The book’s final essay, “The Revolution’s Legacy,” was contributed by Gordon S. Wood (Brown University) and does pretty much what the title implies. It’s awfully difficult to sum up such complex ideas in a few scant pages, but Wood manages to pull it off. He begins by highlighting something that many seem to forget: “The American Revolution wasn’t just the most important event in American history. It may very well have been the most important event in the modern history of the world.” When it comes to the American Revolution, anyone who confines his conceptual framework to America simply doesn’t get it. Egalitarianism, reform from below (with written constitutions as fundamental law), the separation of church and state, federalism, and other legacies of the American Revolution have spread through much of the world. Because the Revolution made America an internationally recognized wellspring of revolutionary ideology, it is no stretch to say that the Revolution set the stage for the international leadership that the country enjoys today.

I was fully a third of the way into this book before I became keenly aware of the book’s abundant illustrations, finely crafted sidebars, and handy lists (such as iconic objects, landscapes, and buildings in the national parks).
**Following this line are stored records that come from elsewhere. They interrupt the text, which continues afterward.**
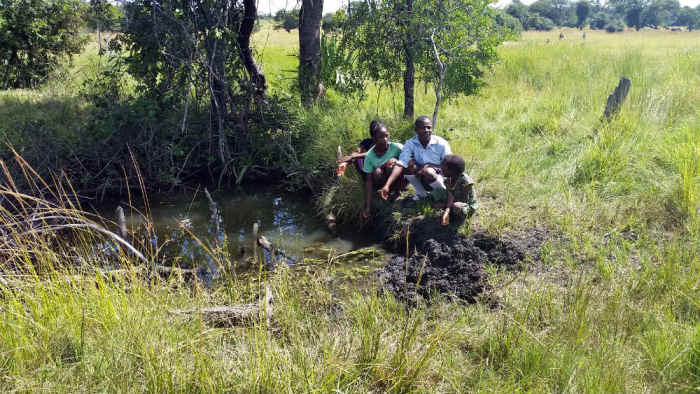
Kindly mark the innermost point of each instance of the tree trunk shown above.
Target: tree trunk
(310, 50)
(441, 79)
(409, 73)
(257, 76)
(408, 85)
(617, 98)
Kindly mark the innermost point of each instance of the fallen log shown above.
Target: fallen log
(235, 315)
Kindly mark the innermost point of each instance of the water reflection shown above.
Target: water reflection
(194, 235)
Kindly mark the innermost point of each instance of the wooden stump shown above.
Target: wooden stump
(235, 315)
(617, 98)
These supplementary features are blended into the book almost seamlessly.

My hat's off to editor Ron Thomson: the sidebars he wrote are masterful, and the selection of illustrations is nothing short of superb.

For the record, the book has a very handy 1763-1783 timeline, a decent keyword index, and a comprehensive image sources list.

I do have a few gripes with this book, though none are serious. While the lists of relevant national parks are helpful, Affiliated Areas and National Heritage Areas are indiscriminately mixed in with genuine NPS units. In a number of places (most notably Maier’s essay), the contributors have forgotten their audience and lapsed into “professorese.” But, hey; I’ve done that very thing at places in this review. It’s in the hard wiring.

This fine book is now on sale at the Encampment Store at Valley Forge National Historical Park and at several dozen other NPS units. It’s also available on line, of course, and you can see an interesting 16-page preview of the book online as well.

Traveler tip, no extra charge: If you are more than routinely interested in the American Revolution theme, be sure to visit the official NPS American Revolution website.

Comments

This is good, but I really like the new American Revolution Handbook by Savas and Dameron. I just bought one, and my son (13) loves it too. Great maps, and a lot of depth. Highly recommended.